Some of the support for the law came with a little suspicion from the Environmentalist party, whose members said “We will be vigilant”.

“These must be exceptional, transitional measures. We will vote in favor although there will be three votes against our group,” said the environmentalist François de Rugy.

One of those three environmental opposition members was Noël Mamère, one of the very few critical voices in the session on Thursday, where he said the speed with which they have taken security measures are part of a “drift” in French politics with too many laws promoted through “emotion” that are quickly approved before being properly vetted.

The other three votes against the new measures came from the left Socialist group of deputies who were also critical of the economic policy of Prime Minister Manuel Valls.

The massive vote in favor, which today is likely to be sanctioned by the Senate, allows the government to extend the state of emergency for three months; until 26 February 2016.

The most important measure of the new legislation is called assignment of residence.
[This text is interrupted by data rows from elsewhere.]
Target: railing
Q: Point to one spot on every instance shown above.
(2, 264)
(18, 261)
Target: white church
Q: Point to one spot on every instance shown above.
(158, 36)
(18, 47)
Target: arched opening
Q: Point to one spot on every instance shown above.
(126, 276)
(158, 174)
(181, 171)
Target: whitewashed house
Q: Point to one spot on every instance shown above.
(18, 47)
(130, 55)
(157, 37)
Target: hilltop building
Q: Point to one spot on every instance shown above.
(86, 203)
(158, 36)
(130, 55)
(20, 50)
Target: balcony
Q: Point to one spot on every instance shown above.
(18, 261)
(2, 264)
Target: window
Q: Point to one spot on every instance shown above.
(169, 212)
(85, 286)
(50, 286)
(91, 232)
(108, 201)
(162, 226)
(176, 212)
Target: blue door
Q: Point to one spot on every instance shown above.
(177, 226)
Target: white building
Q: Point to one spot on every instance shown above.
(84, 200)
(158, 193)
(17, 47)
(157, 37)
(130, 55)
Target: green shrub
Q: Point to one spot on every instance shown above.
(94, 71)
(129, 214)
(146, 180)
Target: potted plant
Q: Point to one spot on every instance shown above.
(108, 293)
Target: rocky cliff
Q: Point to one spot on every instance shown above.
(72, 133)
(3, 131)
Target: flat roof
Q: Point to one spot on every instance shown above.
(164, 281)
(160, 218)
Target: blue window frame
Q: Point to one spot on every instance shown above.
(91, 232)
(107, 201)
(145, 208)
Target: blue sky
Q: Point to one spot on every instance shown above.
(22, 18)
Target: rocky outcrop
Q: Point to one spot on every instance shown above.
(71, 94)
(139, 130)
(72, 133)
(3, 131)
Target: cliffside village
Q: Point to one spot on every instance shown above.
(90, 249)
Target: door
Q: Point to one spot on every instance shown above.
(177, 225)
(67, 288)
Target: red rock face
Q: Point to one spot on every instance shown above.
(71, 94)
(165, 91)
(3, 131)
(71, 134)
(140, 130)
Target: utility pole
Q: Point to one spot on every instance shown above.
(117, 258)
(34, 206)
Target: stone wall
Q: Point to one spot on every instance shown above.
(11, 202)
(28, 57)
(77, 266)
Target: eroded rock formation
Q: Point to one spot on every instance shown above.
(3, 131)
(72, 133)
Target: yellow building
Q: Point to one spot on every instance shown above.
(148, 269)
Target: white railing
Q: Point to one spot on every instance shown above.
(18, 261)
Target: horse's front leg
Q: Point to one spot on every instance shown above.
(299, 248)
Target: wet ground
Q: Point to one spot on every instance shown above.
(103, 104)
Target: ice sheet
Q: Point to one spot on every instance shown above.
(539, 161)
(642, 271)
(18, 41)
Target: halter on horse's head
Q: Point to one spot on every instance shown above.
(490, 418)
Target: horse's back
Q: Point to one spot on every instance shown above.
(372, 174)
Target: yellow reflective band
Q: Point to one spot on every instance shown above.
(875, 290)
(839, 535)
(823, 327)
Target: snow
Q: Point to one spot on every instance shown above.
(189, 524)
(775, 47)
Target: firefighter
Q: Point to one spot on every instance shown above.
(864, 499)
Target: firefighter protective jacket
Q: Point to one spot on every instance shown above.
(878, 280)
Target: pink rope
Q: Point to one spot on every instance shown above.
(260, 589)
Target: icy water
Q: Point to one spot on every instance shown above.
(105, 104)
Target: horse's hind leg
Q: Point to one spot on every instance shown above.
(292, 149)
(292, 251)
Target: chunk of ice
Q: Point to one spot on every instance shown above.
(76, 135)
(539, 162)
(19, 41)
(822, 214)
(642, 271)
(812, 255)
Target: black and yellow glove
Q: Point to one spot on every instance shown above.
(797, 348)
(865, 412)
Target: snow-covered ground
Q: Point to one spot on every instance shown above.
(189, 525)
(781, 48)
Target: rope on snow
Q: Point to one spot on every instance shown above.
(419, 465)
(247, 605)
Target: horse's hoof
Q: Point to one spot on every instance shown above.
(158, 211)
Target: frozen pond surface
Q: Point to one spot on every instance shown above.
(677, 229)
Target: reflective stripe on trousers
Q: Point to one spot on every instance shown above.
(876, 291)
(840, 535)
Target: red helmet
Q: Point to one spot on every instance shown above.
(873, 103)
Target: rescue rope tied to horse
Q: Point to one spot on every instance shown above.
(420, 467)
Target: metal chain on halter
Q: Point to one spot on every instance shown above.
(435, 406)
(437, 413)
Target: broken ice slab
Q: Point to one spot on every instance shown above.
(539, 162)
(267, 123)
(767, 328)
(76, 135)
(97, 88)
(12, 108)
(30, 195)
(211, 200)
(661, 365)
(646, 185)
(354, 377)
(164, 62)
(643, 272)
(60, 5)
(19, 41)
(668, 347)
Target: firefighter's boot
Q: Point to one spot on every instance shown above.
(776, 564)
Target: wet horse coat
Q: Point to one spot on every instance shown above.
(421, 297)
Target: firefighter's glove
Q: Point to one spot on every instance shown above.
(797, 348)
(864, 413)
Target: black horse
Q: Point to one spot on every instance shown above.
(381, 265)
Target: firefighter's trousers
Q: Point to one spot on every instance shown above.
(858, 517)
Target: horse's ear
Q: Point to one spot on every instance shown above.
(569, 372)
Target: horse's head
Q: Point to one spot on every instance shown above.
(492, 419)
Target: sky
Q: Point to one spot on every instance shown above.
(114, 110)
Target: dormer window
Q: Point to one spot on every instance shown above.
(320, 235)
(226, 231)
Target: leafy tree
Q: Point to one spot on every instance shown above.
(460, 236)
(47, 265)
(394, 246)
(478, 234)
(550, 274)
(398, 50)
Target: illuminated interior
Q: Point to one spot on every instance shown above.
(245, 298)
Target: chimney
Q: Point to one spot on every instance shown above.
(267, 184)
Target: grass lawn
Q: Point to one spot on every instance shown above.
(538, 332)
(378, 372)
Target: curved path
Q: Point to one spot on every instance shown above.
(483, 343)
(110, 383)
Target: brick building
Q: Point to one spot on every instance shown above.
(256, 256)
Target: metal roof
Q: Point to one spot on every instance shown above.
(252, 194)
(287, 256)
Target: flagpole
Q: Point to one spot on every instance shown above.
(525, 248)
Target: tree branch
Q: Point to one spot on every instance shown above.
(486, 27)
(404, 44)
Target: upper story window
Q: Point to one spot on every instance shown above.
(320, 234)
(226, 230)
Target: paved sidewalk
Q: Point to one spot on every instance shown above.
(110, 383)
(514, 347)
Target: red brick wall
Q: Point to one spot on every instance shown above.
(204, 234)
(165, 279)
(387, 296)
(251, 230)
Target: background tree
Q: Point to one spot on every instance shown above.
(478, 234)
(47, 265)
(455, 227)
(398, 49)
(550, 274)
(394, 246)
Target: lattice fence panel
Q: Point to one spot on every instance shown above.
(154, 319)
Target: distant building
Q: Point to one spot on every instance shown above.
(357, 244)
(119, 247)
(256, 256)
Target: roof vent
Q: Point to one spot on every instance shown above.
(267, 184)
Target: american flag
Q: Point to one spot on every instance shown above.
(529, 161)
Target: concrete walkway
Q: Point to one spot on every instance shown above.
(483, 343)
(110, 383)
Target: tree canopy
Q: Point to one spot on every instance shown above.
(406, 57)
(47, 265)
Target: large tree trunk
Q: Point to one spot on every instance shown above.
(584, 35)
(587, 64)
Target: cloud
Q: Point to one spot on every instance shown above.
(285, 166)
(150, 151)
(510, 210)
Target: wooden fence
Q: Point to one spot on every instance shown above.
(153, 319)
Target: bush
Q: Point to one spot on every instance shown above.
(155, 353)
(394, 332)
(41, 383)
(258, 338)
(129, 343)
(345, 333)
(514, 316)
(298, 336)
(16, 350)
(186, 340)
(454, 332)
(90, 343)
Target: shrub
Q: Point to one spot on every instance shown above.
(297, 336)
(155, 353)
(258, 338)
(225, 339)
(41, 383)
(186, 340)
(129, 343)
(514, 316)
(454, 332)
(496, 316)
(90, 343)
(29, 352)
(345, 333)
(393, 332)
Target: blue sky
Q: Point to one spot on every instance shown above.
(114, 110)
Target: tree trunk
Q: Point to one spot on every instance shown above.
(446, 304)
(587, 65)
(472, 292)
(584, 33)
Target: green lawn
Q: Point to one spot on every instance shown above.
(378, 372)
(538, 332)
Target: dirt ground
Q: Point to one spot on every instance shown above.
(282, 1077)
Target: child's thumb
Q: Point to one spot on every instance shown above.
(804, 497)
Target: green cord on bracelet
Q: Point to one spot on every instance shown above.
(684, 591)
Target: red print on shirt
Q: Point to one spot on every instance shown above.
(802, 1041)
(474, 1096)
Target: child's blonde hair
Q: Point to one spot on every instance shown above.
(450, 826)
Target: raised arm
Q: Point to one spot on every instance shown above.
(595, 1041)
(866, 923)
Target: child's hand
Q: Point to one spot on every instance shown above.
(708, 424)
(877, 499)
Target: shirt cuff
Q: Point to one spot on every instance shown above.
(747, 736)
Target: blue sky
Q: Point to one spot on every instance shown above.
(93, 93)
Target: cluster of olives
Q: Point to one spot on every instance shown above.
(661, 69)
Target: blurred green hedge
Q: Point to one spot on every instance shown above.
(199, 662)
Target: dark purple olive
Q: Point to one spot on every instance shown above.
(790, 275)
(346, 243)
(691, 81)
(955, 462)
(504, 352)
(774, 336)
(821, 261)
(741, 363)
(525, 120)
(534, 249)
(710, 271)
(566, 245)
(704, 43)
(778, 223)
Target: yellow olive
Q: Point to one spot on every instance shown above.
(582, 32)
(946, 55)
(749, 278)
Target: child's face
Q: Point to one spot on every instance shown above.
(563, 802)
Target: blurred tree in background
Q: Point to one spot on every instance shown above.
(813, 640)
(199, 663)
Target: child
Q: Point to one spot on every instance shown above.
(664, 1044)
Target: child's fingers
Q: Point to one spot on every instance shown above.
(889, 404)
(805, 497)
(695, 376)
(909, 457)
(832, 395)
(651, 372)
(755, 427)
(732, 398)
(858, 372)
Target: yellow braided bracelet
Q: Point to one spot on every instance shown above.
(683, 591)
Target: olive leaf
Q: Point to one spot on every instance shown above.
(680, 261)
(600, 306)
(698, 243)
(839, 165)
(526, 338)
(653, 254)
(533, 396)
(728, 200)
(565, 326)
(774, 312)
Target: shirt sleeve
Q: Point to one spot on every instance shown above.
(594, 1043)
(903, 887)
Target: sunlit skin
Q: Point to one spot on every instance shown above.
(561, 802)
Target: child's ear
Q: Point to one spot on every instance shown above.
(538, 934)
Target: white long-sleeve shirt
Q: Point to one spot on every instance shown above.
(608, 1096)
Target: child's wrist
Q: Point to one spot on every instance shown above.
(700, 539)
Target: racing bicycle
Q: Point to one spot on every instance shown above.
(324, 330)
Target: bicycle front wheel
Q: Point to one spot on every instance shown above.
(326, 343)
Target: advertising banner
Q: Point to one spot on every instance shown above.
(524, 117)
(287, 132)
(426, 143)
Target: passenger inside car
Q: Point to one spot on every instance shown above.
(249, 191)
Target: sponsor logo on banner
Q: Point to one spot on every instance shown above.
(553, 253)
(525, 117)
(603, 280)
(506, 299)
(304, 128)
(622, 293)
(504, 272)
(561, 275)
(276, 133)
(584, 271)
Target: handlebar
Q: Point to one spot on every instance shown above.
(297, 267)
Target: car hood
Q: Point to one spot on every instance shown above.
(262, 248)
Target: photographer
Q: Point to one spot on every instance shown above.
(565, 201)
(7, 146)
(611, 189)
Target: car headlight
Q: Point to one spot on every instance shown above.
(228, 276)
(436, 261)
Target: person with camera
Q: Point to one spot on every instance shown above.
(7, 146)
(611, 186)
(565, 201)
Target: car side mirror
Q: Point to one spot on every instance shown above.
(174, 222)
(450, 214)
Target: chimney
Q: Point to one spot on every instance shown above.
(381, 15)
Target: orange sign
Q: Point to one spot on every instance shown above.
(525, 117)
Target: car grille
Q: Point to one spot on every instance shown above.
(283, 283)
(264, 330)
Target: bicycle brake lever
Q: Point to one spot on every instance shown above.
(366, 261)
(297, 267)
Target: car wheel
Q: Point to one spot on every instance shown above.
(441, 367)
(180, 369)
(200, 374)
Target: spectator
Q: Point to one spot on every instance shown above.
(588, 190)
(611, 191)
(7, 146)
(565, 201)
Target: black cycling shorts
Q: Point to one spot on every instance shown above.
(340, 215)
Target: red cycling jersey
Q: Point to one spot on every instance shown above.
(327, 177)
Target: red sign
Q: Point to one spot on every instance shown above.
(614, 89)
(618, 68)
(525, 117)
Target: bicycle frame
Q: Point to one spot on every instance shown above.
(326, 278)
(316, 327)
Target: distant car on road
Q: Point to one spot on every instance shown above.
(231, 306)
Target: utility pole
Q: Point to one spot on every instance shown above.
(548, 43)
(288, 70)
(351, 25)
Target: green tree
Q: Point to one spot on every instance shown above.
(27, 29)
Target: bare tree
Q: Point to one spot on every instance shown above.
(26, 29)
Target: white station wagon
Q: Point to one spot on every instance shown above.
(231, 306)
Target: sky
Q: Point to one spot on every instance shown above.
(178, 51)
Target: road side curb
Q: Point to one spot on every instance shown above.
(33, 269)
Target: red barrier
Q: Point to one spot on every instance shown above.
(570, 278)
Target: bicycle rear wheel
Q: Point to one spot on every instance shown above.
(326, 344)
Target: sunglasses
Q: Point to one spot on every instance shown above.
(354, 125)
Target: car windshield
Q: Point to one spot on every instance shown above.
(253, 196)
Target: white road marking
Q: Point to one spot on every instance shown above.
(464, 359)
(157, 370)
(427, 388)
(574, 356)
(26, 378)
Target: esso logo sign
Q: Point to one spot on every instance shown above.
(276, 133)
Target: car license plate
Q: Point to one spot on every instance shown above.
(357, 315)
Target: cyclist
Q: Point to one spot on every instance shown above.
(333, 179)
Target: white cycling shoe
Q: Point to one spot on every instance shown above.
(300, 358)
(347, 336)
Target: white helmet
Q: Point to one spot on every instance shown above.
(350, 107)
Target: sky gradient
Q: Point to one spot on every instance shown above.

It seeks to legalize the confinement of a terror suspect in a house in a neighborhood.

Confined suspects may be held incommunicado.

During the debate, however, the government itself introduced important coercive measures: if the suspect has a previous conviction for terrorism he may be fitted with an electronic bracelet.

An alarm will alert the police if the subject leaves the geographical perimeter that has been imposed by the Interior Minister.

At the request of the government, MPs approved the possibility of copying computer data in the course of an investigation without a judicial warrant and to dissolve groups advocating terrorism, which applies particularly to managing radical mosques.

The Assembly has added a small legislative change which will immediately block websites that promote terrorism. However, it is unknown what the criteria will be to designate a website as a promoter of terrorism or what content will be deemed as an instigator of terrorism.

A country of Sheep

France is today another France; more fearful and more willing to surrender its freedoms.

“We face an enemy willing to use any failure of the state,” warned the centrist deputy Jean-Christophe Lagarde.

Before the full winding, Valls was able to report the death of Abdelhamid Abaaoud and congratulate the police.

The climate was right to approve new legislation overwhelmingly.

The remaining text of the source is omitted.